# Please don't laugh... DP induced by cold meds?



## DysLexie (Nov 8, 2006)

No, really, stop laughing. I know how ridicolous this sounds.

This is my very first post, as I just figured out what is wrong with me 20 minutes ago.

I've had MDD for decades - fairly well managed after a 3-month hospitalization at 16 in the 80's - and had to taper off my meds to try to conceive after 11 years of marriage. I've been trying for a year and lost a pregnancy 9 months ago. (I would have had the baby 2 weeks ago.) I'd been on Zoloft for the last year, anywhere from 150-300 mg. I felt I wasn't safe (and I completely lost my sex drive, which makes it REALLY HARD to get pregnant!) so I went to my GP and started Wellbutrin 2 weeks ago exactly.
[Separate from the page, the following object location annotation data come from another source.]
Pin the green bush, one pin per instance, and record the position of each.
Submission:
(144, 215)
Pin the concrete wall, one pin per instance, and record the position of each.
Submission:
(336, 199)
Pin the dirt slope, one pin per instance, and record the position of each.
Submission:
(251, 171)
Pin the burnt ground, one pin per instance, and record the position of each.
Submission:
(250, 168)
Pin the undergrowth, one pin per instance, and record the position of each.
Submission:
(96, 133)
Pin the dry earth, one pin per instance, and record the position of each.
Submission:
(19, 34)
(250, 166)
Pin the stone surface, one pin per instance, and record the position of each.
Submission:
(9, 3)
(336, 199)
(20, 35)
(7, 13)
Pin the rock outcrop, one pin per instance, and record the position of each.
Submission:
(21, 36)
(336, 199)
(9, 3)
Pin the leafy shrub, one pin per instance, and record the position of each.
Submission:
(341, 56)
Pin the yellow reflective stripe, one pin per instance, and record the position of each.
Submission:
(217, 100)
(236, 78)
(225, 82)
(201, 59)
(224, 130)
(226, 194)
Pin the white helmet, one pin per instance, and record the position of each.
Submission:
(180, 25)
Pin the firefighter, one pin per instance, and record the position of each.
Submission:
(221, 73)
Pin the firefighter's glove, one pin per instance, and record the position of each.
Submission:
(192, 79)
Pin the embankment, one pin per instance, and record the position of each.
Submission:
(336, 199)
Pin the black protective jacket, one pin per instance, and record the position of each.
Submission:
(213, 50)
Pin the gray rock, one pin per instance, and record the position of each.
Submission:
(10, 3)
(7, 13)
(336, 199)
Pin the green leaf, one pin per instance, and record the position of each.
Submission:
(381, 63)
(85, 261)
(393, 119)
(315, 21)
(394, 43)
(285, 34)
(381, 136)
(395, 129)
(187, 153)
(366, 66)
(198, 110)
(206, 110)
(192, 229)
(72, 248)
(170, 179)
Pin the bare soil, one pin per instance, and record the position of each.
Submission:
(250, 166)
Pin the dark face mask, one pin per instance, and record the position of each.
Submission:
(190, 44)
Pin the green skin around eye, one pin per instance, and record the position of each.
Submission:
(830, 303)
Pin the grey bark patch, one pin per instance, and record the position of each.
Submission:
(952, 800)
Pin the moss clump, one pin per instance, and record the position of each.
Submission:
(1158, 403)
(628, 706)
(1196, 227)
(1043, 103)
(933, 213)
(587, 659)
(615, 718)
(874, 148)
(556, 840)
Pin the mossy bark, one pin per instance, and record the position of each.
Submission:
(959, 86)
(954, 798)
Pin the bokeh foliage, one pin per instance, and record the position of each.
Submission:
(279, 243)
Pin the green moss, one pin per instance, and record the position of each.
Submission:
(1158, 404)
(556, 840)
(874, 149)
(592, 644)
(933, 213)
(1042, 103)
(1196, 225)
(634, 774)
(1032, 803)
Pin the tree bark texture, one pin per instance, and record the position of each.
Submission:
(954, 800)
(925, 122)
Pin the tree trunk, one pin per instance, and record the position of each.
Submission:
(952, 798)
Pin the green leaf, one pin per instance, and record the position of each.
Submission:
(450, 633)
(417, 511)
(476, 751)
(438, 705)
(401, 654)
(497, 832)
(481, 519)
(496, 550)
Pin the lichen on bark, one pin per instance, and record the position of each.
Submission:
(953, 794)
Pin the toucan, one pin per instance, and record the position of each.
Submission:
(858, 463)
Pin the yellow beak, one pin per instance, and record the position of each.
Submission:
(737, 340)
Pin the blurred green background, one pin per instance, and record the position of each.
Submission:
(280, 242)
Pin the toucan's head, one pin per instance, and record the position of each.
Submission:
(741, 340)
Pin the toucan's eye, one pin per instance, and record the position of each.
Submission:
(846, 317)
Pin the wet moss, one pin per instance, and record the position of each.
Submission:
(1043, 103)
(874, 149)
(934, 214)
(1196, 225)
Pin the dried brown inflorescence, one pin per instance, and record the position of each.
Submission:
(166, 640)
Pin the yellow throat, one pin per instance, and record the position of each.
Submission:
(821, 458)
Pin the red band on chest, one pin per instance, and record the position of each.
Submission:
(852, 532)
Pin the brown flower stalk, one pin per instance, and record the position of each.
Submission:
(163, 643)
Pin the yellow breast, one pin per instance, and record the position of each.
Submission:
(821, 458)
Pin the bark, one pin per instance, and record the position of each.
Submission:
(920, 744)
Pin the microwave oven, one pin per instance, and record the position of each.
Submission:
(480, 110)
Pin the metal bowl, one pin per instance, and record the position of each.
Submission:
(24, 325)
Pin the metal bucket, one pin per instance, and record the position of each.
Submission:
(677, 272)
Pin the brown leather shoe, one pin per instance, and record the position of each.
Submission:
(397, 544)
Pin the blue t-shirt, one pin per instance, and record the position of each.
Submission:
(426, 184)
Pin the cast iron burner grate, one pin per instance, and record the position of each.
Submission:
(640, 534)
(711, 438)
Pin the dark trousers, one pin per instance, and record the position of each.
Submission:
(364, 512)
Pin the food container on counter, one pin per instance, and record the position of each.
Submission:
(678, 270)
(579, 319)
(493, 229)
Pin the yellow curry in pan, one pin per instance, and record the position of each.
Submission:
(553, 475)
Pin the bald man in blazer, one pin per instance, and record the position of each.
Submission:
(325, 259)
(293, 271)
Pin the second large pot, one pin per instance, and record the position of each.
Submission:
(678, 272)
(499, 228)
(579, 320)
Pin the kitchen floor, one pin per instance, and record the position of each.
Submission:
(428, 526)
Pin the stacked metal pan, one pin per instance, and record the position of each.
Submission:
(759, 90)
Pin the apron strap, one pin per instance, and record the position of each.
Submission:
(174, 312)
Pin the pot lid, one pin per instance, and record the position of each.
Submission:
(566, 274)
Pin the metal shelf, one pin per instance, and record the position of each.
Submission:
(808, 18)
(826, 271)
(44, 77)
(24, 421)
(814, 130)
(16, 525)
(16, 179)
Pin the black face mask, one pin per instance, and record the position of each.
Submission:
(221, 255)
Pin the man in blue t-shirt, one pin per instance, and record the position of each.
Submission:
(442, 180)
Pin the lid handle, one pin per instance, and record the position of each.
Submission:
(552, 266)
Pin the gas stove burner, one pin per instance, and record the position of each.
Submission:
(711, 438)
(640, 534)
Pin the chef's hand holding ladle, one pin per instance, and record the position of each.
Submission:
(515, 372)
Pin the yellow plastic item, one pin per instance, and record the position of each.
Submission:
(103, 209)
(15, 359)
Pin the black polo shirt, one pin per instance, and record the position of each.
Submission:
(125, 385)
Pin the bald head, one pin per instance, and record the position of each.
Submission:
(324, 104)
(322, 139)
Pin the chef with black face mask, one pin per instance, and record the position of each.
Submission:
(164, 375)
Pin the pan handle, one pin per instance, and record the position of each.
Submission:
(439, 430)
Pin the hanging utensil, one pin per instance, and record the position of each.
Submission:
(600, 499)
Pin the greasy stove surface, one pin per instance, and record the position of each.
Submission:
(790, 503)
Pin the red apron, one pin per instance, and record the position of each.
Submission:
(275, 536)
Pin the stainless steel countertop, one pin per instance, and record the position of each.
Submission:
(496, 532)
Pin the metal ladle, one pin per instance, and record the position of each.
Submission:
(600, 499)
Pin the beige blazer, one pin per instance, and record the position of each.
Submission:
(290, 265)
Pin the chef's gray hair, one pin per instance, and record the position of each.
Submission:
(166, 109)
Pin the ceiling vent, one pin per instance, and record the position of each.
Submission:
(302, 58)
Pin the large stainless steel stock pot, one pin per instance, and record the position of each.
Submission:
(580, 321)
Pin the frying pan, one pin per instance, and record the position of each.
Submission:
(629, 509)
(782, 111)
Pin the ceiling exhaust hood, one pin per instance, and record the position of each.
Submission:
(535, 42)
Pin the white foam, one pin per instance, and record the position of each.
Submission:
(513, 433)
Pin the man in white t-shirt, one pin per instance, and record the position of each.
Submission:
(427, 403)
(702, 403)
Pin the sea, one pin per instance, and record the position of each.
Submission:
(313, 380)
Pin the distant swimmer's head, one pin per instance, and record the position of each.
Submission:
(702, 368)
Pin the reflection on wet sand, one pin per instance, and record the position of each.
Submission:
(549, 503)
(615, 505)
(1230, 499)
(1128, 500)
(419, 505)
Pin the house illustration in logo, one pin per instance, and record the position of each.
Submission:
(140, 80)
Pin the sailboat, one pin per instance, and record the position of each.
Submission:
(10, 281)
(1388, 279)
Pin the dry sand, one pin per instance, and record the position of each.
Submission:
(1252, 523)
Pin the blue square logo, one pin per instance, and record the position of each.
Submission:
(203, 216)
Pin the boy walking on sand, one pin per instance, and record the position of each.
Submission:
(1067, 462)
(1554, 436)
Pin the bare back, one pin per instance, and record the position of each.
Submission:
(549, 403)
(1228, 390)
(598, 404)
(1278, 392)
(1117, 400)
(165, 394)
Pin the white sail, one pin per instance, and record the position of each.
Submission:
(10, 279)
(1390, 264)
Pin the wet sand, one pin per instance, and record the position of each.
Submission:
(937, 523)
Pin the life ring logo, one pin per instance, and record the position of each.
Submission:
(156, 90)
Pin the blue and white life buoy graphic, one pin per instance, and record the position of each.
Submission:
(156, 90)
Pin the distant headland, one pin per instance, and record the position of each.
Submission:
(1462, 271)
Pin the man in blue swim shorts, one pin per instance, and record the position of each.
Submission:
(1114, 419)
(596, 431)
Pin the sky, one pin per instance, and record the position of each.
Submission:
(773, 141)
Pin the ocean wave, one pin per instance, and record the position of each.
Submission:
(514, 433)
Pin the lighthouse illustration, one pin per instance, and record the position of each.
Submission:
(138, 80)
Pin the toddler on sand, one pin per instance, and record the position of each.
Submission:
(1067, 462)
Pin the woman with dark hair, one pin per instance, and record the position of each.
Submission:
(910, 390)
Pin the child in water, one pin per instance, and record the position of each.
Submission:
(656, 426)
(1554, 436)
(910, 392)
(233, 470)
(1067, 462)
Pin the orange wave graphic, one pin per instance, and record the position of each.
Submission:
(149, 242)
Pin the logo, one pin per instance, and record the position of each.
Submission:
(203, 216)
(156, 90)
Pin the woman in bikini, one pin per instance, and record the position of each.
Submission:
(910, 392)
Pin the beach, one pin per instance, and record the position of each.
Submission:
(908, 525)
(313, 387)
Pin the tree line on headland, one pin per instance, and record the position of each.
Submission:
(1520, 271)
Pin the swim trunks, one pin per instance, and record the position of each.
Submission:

I started on 150mg and went up to 300 last Tuesday.

The same evening, though, I took (probably) too much cold medicine for a severe sinus infection (probably double the normal adult dosage) and had what I now understand to be my first major (MAJOR!) DP episode.

I am relieved to know I'm not going crazy (although I'm not completely convinced that any of this is even real) but I am wondering if I "did" anything to bring this on. Does Wellbutrin cause it or make it worse? I've been on it before but can't remember. Would cold medicine (NyQuil, benadryl, etc) play any part in it? I can't imagine it would, but it happened about an hour after I took it. I can't tell if it was causal or coincidental.

Wow, this totally sucks. I hate being so deep inside my head. I wish I could stop thinking. Any thoughts?


----------



## Guest (Nov 8, 2006)

First of all, no one is gonna laugh at you, cuz dp is not a laughing matter. And i've said it once and i'll say it again, i think just about anything can trigger DP. I've been reading Dr. Simeons book and it says about half of all adults experience some form of dp at one point or another in their lives. So yes i do believe too much cough medicine could do that.


----------



## DysLexie (Nov 8, 2006)

What about Wellbutrin? It started on the same day I upped my dosage and I'm not sure what to think about that. Any thoughts?


----------



## Guest (Nov 8, 2006)

Not too many people are all that fond of wellbutrin, are you taking it for anxiety or depression because if your taking it for anxiety it wont do anything, it could even make it worse, Upping the dosage of wellbutrin could deff start some dp, but it's really hard to tell. It was deff one of the two


----------



## comfortably numb (Mar 6, 2006)

The anti-histamine in nyquil and benadryl which is diphenhydramine (i think some brand's of nyquil have doxylamine which is similar to diphenhydramine) are big trigger's for dp/dr.

These drug's are dp/dr in a bottle for me. They almost always bring out dp/dr, brain fog and anxiety in me. They turn me into a zombie yet im still anxious.

So ya the cold med's definatly played a part in your dp/dr. Id bet money on it especially if you took double the dose.

The wellbutrin probley is playing a part as well. Wellbutrin is a stimulating anti-depressant made for the type of depression where people oversleep and have no energy. One of it's main side effect's is increased anxiety.

Also wellbutrin can mix bad with cold medicines especially if either one of them had pseudoephedrine as a decongestant. Pseudoephedrine is also a stimulant and can give some people horrible anxiety. I cant tolerate it at all.


----------



## peacedove (Aug 15, 2004)

Yes cold medicine can trigger DP. As a matter of fact, there's people out there who take a lot of it on purpose just for that "high".


----------



## DysLexie (Nov 8, 2006)

Thank you so much for that info... I think I will be cleaning out my medicine cabinet today!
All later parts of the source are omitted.